Attualità

I POTERI CORTI – Piccoli “malitaliani” ma grandi danni

di Marco Travaglini -


Mafia, corruzione, evasione, criminalità, malasanità, migranti e (mancata) inclusione, malaffare e P.A., emarginazione delle periferie. Quanti mali affliggono il bel Paese, fatto di storia, arte, natura e milioni di brave persone costrette a sopravvivere spesso in apnea sociale? Mi chiedo però se siano solo questi i “malitaliani”, quelli messi sotto i riflettori della cronaca, per far salire l’audience, ed osannati dalle serie tv: ma oltre ai boss, ai grandi evasori, ad alti funzionari corrotti, c’è la tanta gente comune che subisce spesso piccoli mali con conseguenze quasi più deleterie della criminalità.
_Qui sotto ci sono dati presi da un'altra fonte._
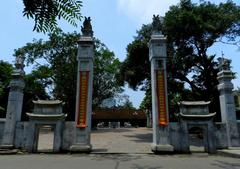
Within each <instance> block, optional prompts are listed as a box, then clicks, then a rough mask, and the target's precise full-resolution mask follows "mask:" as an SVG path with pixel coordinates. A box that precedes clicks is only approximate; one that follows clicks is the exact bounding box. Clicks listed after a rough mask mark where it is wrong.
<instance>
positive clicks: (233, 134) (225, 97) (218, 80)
mask: <svg viewBox="0 0 240 169" xmlns="http://www.w3.org/2000/svg"><path fill="white" fill-rule="evenodd" d="M220 60H221V61H220V65H221V66H222V70H221V71H220V72H219V73H218V81H219V85H218V90H219V92H220V96H219V99H220V107H221V117H222V122H223V123H225V124H226V130H227V131H226V132H227V139H228V140H227V141H228V146H229V147H235V146H240V137H239V131H238V126H237V119H236V110H235V103H234V97H233V93H232V90H233V84H232V82H231V80H232V79H233V73H232V71H231V70H230V66H229V65H226V64H230V62H229V60H227V59H224V58H222V59H220Z"/></svg>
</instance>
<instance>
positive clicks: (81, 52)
mask: <svg viewBox="0 0 240 169" xmlns="http://www.w3.org/2000/svg"><path fill="white" fill-rule="evenodd" d="M93 57H94V42H93V31H92V26H91V19H90V17H88V18H85V21H84V23H83V27H82V36H81V37H80V40H79V41H78V55H77V60H78V74H77V94H76V114H75V122H76V128H75V138H74V144H73V145H72V146H71V151H72V152H90V151H91V149H92V146H91V144H90V134H91V116H92V87H93Z"/></svg>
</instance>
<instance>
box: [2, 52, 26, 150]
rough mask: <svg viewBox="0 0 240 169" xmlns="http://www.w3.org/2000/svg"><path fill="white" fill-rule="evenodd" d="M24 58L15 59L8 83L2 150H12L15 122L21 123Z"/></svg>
mask: <svg viewBox="0 0 240 169" xmlns="http://www.w3.org/2000/svg"><path fill="white" fill-rule="evenodd" d="M23 62H24V58H23V57H20V56H19V57H16V63H15V69H14V71H13V73H12V80H11V82H10V92H9V96H8V106H7V115H6V122H5V127H4V132H3V140H2V146H1V147H2V148H13V147H14V138H15V126H16V122H18V121H21V115H22V104H23V89H24V87H25V83H24V80H23V76H24V70H23V68H24V64H23Z"/></svg>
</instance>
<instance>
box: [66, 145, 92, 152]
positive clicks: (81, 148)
mask: <svg viewBox="0 0 240 169" xmlns="http://www.w3.org/2000/svg"><path fill="white" fill-rule="evenodd" d="M70 151H71V152H72V153H90V152H91V151H92V145H91V144H90V145H84V144H74V145H72V146H71V147H70Z"/></svg>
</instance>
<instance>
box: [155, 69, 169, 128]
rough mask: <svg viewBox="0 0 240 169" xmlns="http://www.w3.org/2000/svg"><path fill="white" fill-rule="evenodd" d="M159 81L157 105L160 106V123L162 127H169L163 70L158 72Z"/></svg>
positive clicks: (159, 107)
mask: <svg viewBox="0 0 240 169" xmlns="http://www.w3.org/2000/svg"><path fill="white" fill-rule="evenodd" d="M156 81H157V103H158V104H157V105H158V118H159V119H158V123H159V125H161V126H166V125H168V117H167V109H166V106H167V105H166V95H165V90H166V87H165V77H164V71H163V70H157V71H156Z"/></svg>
Mi riferisco a quei comportamenti e modi di porsi di un’Italia (delle troppe caste e rendite di posizione) che si dimostra indifferente alla sopraffazione sociale ed economica, mette sul piedistallo l’immagine ed i propri interessi, interessata al contenitore e non al contenuto, reticente alla diffusione di conoscenza e distante da quella società motivata e volenterosa, di cui mina l’entusiasmo, la voglia e la fiducia, soffocandola spesso in un profondo senso di disagio ed inadeguatezza.
Nello specifico dell’economia, anche quell’Italia “complice”, che favorisce il (non) fare impresa, nella quale si parla di smart working, senza aver mai organizzato neanche una partita a calcetto; si progettano business model senza essersi mai sporcati le mani; ci si atteggia da imprenditori, non avendo mai avuto un dipendente; si fa il compitino o si dà la colpa dell’insuccesso ai predecessori; nella quale si pensa – dai palazzi istituzionali, accademici e finanziari – che la tecnologia, i soldi e il sapere siano esclusive elitarie da non condividere. Questa complicità quotidiana è un grande ostacolo al miglioramento, dei meritevoli di quell’eccellenza che, da sempre, ci contraddistingue, ma soprattutto della classe borghese di un tempo, oggi sempre più debole a livello economico e sociale, disaggregata e non più collante, anche a causa di tali atteggiamenti egoistici, refrattari e frammentativi, in un momento di così elevato bipolarismo sociale.
Anche tali approcci sono causa di una scarsa produttività, sia economica che sociale? Possiamo immaginare che bassa natalità, disuguaglianze, precarietà ne sono parte dell’espressione diretta derivante? In questo quadro complesso, i soli modelli economici, tanto quelli industriali “a goccia”, quanto quelli “assistenziali”, siamo certi siano ancora validi? Passare ad un modello di “pazienza e rischio” (emotivo ed economico) capace di distribuire conoscenza e buone pratiche, in grado di combattere la reticenza e tutti i piccoli “malitaliani” indicati, potrebbe essere una possibilità. In questo caos, nuove figure socio-operative sul territorio, capaci di uscire fuori dagli schemi e con mandato di portare valore aggiunto in maniera pervasiva, meritocratica e democratica, coinvolgendo il maggior numero di persone nell’innovazione ed in una moderna cultura sociale, economica e organizzativa, potrebbe favorire il miglioramento della produttività e dei suoi indotti.